On Thu, Jul 26, 2001 at 09:41:00PM -0400, Bernie Cosell wrote:
> On 27 Jul 01, at 3:13, Abigail wrote:
>
> > On Thu, Jul 26, 2001 at 08:45:17PM -0400, Bernie Cosell wrote:
> > >
> > > A tricky design decision is whether to go with a sort with better
> > > average performance in exchange for worse worst-case performance
> > > [e.g., quick sort and quickersort, that are O(N^2) worst case, if I
> > > remember long-ago comp science classes right, but are *usually*
> > > better than nlogn]. Another situation like this is a list-merge sort
> > > which is *fantastic* if the data is nearly sorted...
> >
> >
> > No, they are not usually better than N log N. You can prove that in
> > general you cannot sort faster than N log N. Period. Quicksort is
> > expected (don't use the term 'average' here, that's too vague)
> > O (N log N), but Theta (N^2) worst case.
>
> There are a lot of things I don't remember about all this, but what
> you say doesn't ring a bell, but it might well be---
>
> 1) whether the expected time for a sort can never be better than
> nlogn. I could be convinced, but that's not a math-factoid that I
> actually know. Proving something about the worst case isn't too
> hard, but proving something about the expected value [over the
> assumption that all possible orderings of the input data are equally
> probable] is trickier, I think... but maybe I'm not seeing a trick to
> do that.
>
> 2) Quicksort and Quickersort: I'm not sure I've ever seen a full
> deriviation of the expected times for those sorts. It is certainly
> possible that they're worse than nlogn (many sorts are) -- is it
> really true/provable that they have expected value O(nlogn)? Neat!]
For Quicksort, it's trivially proven that it will, regardless of the input,
nver run in time less than N log N. The basic algorithm is:
partition array_of_size_N;
recurse first_part;
recurse second_part;
merge
The partition/merge steps take O (N). So, we have:
T(N) = T(N/a) + T(N/b) + O (N), a + b == N.
T(1) = O(1)
T(N) is minimal if a == b == 1/2 (perfect split).

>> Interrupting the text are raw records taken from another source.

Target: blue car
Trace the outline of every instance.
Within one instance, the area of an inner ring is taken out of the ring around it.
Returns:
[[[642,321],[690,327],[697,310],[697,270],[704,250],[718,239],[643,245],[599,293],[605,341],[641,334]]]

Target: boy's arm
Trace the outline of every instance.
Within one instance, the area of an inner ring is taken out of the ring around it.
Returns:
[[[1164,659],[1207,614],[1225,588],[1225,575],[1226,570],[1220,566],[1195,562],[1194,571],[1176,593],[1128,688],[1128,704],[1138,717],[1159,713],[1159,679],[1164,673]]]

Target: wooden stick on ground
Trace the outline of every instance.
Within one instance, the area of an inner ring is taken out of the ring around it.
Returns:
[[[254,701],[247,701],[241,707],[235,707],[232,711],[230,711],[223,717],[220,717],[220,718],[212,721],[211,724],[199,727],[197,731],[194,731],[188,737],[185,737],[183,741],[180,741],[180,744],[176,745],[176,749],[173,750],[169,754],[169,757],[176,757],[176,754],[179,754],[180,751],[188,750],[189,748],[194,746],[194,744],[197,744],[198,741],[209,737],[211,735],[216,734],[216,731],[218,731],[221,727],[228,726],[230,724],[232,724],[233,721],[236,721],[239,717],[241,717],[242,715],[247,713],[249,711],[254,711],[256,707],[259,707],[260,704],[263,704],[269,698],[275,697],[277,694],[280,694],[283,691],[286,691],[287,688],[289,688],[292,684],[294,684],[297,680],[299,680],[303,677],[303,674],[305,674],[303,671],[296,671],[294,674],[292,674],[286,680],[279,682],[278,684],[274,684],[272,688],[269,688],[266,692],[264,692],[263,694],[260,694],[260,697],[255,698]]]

But then T(N) = O(N log N).
Only if you make a three-way split, elements smaller than the pivot,
elements equal to the pivot, elements larger than the pivot, and
you have lots and lots of duplicates, quicksort can run faster than
O(N log N).
> The classic instance of this is the traditional list-merge sort,
> where you have a HUGE sorted database and a relatively small number
> of new records to add... the best strategy is to do a separate sort
> on the new stuff, and then do a merge, which gets you to
> (DB + NEW) + NEWlogNEW
> which will *kill* most sorts you try to do on the entire list [e.g.,
> just append the new entries onto the end of the list and then sort
> the whole mess].
In the latter situation, the sort in Perl 5.7 will actually notice
the long run of sorted data and take advantage of it. (Yes, it is
a merge sort).
Abigail